Surtout, le mobile permet une personnalisation accrue des offres. "On peut aujourd'hui proposer des applications qui agissent comme un filtre entre les offres, ce que je souhaite et où je suis : on obtient alors quelque chose de puissant", détaille Laurent Bourgitteau-Guiard. Dès lors, il devient possible de signaler au client potentiel qu'il y a en ce moment en rayon une paire de chaussure à sa taille, dans un magasin situé tout près, et qui est actuellement en promotion… "Si on ne s'adapte pas au contexte de l'utilisateur, ça ne sert à rien de faire du mobile", juge Laurent Bourgitteau-Guiard. "Il faut pouvoir intégrer les trois paramètres de temps, de géolocalisation, et de personnalisation pour que cela soit vraiment efficace."

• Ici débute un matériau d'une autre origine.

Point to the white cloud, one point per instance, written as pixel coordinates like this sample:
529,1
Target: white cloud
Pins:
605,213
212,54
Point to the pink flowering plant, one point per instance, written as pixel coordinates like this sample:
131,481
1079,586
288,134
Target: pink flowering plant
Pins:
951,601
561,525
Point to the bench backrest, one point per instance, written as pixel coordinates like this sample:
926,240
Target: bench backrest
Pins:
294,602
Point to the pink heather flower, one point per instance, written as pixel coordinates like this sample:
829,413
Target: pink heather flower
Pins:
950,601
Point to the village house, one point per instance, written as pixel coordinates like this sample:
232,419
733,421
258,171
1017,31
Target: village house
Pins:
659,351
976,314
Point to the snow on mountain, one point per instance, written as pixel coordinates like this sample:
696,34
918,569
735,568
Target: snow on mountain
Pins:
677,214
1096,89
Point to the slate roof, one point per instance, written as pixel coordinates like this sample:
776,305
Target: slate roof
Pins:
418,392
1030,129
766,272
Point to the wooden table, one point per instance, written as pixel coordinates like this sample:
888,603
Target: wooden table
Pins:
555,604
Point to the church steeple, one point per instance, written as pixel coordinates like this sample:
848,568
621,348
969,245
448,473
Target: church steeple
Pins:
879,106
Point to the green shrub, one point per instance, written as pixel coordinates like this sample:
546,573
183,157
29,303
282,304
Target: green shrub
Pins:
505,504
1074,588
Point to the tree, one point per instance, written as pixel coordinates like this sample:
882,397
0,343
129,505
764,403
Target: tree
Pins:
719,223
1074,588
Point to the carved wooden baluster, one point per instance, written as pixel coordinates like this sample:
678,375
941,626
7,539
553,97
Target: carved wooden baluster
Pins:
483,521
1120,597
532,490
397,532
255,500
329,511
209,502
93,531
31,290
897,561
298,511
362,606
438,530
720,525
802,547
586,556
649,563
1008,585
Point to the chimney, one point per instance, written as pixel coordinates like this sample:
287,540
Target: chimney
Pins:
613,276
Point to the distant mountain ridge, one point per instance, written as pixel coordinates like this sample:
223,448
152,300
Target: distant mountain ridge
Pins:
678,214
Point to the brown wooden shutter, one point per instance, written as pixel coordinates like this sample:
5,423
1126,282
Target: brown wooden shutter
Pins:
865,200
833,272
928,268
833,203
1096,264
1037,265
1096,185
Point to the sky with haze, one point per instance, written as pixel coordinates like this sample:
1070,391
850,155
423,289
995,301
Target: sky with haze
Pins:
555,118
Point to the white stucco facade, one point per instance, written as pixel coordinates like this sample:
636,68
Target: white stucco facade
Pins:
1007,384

De fait, tous les produits et tous les services ne trouveront pas le même écho sur mobile. Si l'application eBay connaît une très forte croissance, c'est aussi parce que le rythme des enchères, qui nécessite de se connecter régulièrement, est parfaitement adapté à la consultation sur mobile. A l'inverse, les écrans mobiles restent peu adaptés, même sur les smartphones, à une consultation longue de catalogues classiques. "L'atout du mobile, c'est de faire le lien entre le monde réel et le virtuel : comparer des prix dans un magasin, se connecter pour vérifier une enchère lorsqu'on est en déplacement ou acheter un billet de train sur le chemin de la gare", précise Benoît Corbin. Au final, il n'existerait donc pas un seul "M-commerce", mais plutôt une myriade de services, allant de l'achat direct au comparatif en passant par l'outil de fidélisation.

Si la plupart de ces services existent aujourd'hui, notamment dans les pays anglo-saxons, de nombreuses pistes restent à explorer. Les grandes enseignes lorgnent notamment du côté de la réalité augmentée, dont le potentiel est gigantesque. Des applications comme Layar permettent déjà d'utiliser son mobile comme un filtre pour lire les annotations déposées par des internautes sur des objets du monde réel ; demain, elles intégreront peut-être également les promotions ou les disponibilités en stock d'un produit lorsque l'utilisateur se promènera dans les rayons de son magasin favori.